Toxy 1.4 - Having trouble with PDF, RTF, PPTX


Hi I am currently evaluating your Toxy component, via the Extraction Viewer application. I installed via Nuget and have Toxy version 1.4, it is not clear why it wasn't v1.5. In any case I am having trouble opening the following file formats:

PDF - I tried opening the PDF file found here, and the application hangs - http://www.digitalpreservation.gov/formats/digformatspecs/Word97-2007BinaryFileFormat(doc)Specification.pdf

RTF - Again I downloaded a sample RTF document to test the text extraction and I got no text at all. The RTF document I tried is here - http://www.snake.net/software/RTF/Old/RTF-Spec-1.2.rtf

PPTX - In the toxy-master.zip on github, there is a PPTX presentation "Toxy Framework.pptx" which i thought I would try as an example of a PPTX file. Again I get an exception ".pptx is not supported for CreateText"

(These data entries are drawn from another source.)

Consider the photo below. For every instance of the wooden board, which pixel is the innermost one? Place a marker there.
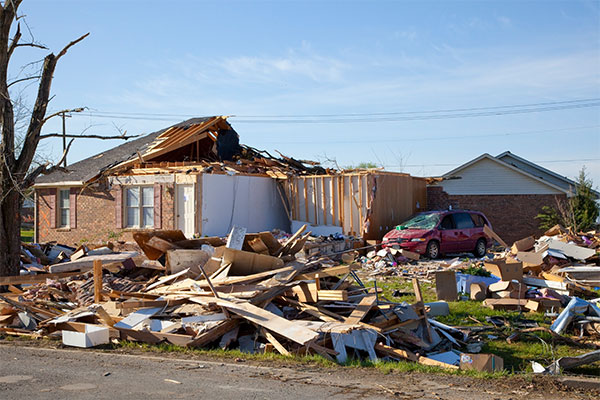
(86, 263)
(362, 309)
(272, 322)
(488, 231)
(25, 279)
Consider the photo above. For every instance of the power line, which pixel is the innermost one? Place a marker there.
(370, 117)
(417, 139)
(455, 164)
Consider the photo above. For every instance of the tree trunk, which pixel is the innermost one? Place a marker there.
(10, 233)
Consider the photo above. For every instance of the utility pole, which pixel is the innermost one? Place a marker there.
(64, 137)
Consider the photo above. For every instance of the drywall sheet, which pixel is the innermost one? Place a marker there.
(249, 201)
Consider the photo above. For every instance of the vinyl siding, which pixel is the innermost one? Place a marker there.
(537, 172)
(489, 177)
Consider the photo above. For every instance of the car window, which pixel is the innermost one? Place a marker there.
(478, 220)
(463, 221)
(447, 222)
(421, 221)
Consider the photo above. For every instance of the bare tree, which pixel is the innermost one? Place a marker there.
(16, 173)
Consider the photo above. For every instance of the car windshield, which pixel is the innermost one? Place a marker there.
(421, 221)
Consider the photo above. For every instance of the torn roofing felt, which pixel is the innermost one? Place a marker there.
(197, 138)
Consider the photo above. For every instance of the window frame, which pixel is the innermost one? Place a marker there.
(60, 208)
(141, 206)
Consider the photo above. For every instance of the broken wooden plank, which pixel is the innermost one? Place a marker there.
(31, 279)
(214, 333)
(488, 231)
(266, 319)
(362, 309)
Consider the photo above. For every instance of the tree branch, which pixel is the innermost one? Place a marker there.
(37, 120)
(24, 79)
(56, 114)
(49, 135)
(15, 41)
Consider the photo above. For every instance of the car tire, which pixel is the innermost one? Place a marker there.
(480, 248)
(433, 249)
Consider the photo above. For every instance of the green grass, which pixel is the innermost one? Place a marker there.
(538, 346)
(27, 235)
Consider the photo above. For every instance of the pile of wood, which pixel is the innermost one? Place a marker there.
(248, 293)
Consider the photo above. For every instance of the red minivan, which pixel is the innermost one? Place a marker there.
(433, 233)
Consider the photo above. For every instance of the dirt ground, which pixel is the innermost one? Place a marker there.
(36, 369)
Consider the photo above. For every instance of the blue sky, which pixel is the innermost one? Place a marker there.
(167, 61)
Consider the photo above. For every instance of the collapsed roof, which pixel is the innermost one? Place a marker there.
(207, 141)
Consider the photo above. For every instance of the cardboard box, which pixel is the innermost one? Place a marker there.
(505, 304)
(504, 270)
(247, 263)
(481, 362)
(523, 245)
(92, 336)
(543, 304)
(445, 285)
(478, 291)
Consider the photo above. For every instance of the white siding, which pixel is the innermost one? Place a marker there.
(489, 177)
(537, 172)
(248, 201)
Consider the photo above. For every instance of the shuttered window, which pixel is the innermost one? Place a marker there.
(139, 206)
(64, 208)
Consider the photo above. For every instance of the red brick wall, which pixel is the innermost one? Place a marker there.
(512, 216)
(96, 216)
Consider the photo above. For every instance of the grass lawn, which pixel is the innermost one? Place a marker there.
(540, 347)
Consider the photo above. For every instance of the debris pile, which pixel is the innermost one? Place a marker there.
(250, 292)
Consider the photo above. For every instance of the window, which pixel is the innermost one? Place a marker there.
(463, 221)
(64, 208)
(139, 205)
(478, 220)
(447, 222)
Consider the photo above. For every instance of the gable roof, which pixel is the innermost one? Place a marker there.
(540, 171)
(506, 165)
(82, 171)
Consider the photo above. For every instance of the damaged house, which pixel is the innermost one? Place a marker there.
(195, 176)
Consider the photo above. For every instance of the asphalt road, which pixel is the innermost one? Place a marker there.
(46, 373)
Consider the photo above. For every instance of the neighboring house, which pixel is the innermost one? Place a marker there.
(509, 190)
(164, 180)
(195, 176)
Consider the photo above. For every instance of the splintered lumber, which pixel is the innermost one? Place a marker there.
(272, 322)
(323, 273)
(214, 333)
(419, 307)
(161, 244)
(86, 263)
(142, 238)
(273, 340)
(25, 279)
(155, 337)
(362, 309)
(488, 231)
(290, 242)
(150, 303)
(332, 295)
(97, 281)
(408, 355)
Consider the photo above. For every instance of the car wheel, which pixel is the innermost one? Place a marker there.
(480, 248)
(433, 249)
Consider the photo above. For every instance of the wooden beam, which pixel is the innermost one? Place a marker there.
(97, 281)
(362, 309)
(31, 279)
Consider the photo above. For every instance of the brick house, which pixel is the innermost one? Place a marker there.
(175, 178)
(508, 189)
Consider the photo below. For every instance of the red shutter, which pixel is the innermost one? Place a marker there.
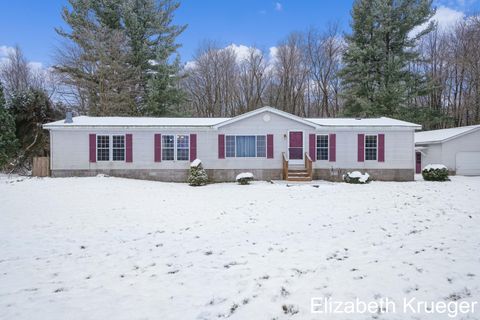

Maybe I am doing something wrong? Any comments would be appreciated! Thanks


tonyqus wrote Aug 3, 2015 at 9:41 PM

We will try to fix some issues for PDF extraction.

PPTX extraction looks to be a bug or something. It's a internal issue thrown by NPOI or something.

tonyqus wrote Aug 26, 2015 at 10:43 PM

I tested the RTF case. It's actually a bug. We will fix it in 1.6.